In the wake of the 911 terrorist attacks on the World Trade Centre, the public was led to believe that more attacks were imminent and that bio-warfare was a likely weapon.
In Canada, the Vancouver Sun reported (Oct.22/01) that “Canada wants to increase its reserves of smallpox vaccine”…and that “Ottawa has stockpiled about 380,000 doses of the vaccine which, through dilution, could treat about three million people.” With statements like “smallpox is considered one of the most dangerous biological weapons”, health officials in North America are whipping up a tremendous wave of fear, priming the public to anticipate a return of the dread disease. As pharmaceutical companies go into high gear vaccine production, serious concerns have arisen about the impact of this highly reactive vaccine on millions of people whose immune systems are compromised. Washington Post – Oct 2.01 – “Mass vaccination is expensive and logistically difficult, says Philip Russell, professor emeritus at Johns Hopkins University School of Public Health and an expert on infectious diseases. Some say it may also be medically inadvisable, given the likelihood of side effects, if the risk of exposure is unknown. For example, vaccinating the entire country against smallpox, a disease eradicated except for small stockpiles of vaccine, would cause tens of thousands of deaths, says Russell, and tie up funds that might be better spent elsewhere.”

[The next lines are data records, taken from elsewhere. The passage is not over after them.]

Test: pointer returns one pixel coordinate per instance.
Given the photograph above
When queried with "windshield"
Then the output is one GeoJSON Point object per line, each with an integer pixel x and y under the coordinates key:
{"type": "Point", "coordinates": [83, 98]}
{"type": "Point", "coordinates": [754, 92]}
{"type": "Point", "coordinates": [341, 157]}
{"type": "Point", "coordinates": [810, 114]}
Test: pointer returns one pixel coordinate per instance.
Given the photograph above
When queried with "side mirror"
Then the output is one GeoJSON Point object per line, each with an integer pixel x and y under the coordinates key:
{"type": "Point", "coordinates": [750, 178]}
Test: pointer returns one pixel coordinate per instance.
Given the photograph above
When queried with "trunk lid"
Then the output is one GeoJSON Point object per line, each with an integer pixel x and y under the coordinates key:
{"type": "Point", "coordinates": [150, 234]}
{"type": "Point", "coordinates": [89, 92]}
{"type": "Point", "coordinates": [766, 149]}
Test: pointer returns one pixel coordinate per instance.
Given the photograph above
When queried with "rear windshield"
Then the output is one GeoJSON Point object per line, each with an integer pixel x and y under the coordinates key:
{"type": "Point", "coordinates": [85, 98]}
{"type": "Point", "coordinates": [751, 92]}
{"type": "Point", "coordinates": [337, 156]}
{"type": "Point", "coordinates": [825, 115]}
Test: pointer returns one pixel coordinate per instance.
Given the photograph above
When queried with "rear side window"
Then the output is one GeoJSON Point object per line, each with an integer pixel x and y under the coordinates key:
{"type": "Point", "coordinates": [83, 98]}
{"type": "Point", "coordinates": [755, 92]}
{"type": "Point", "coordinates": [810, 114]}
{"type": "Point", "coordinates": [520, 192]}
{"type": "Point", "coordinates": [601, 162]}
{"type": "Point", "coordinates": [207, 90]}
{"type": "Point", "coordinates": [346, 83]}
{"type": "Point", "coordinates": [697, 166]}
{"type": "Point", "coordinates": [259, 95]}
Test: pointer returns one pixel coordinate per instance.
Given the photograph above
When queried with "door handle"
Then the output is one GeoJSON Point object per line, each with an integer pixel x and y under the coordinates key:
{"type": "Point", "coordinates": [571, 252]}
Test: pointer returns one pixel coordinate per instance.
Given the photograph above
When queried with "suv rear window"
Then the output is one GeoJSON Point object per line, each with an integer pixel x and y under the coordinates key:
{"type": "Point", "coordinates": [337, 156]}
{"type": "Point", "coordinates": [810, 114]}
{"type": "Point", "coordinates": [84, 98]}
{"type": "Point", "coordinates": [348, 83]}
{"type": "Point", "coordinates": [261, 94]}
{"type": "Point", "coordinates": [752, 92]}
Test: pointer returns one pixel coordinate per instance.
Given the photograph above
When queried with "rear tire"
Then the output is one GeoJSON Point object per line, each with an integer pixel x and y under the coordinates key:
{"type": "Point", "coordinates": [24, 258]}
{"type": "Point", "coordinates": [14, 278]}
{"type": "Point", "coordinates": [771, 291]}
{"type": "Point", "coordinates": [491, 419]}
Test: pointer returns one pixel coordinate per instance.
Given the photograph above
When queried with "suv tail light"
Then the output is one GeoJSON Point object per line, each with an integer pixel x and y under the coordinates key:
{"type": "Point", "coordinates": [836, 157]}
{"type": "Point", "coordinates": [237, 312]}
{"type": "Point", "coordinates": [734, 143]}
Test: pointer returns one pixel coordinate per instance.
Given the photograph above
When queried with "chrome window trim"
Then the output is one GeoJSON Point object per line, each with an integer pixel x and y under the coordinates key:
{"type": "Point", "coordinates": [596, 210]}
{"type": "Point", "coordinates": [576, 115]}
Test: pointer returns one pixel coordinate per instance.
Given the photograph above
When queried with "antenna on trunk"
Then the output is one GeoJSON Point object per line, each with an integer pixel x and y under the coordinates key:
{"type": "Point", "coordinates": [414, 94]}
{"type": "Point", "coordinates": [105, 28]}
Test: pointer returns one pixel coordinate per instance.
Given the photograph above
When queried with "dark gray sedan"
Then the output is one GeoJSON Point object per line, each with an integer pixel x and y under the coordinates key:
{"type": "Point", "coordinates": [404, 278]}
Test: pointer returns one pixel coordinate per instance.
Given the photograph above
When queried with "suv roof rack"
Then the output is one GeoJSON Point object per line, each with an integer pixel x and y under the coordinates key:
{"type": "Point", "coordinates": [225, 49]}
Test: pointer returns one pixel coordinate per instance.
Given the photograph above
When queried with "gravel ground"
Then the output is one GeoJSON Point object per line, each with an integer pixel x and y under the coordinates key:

ABC News recently reported that scientists are worried. “Chilling photographs in the CDC document show children with severe, sometimes fatal, vaccine side effects, which illustrates why it would be a difficult decision to renew routine inoculations unless smallpox were to reappear.”
A New York Times article (Oct. 22/01) reported that “The American population appears to be more vulnerable to dangerous smallpox vaccine reactions now than it was when civilians stopped being vaccinated in 1972, Dr. Fauci and other experts said.
Roughly 1 in 4,000 healthy recipients of the vaccine encounter serious side effects that clearly require treatment with vaccinia immune globulin (a human blood product).
Federal agencies have also begun contacting medical groups to estimate the number of Americans with immune-system difficulties who will not be able to receive smallpox vaccines, Dr. Fauci said; some doctors have guessed that there are a million such Americans. If there is a smallpox outbreak and vaccinations begin, these people will be urged to take extra care not only in avoiding smallpox-infected people but also in avoiding any physical contact with the sites of other people’s vaccinations.
Even when given to healthy people, smallpox vaccines infrequently produce dangerous reactions because the vaccine uses a live vaccinia virus, which is similar to smallpox. Vaccinia can cause large, oozing lesions spreading from the site of the vaccine, especially in people with immune system problems or severe skin problems. It can be life-threatening. A large but unknown number of Americans now have immune systems that are either depressed because of H.I.V., the virus that causes AIDS, or have been chemically suppressed during treatments for cancer, organ transplants, severe burns, autoimmune diseases like lupus, and other health problems.
When Army doctors administered a routine smallpox vaccine in the mid-1980’s to a soldier in basic training who seemed healthy but was actually developing AIDS, his body became covered with large sores and he nearly died. Saving him required all of the vaccinia immune globulin in a large Army medical depot, said Dr. D. Craig Wright, a former military doctor who treated the soldier.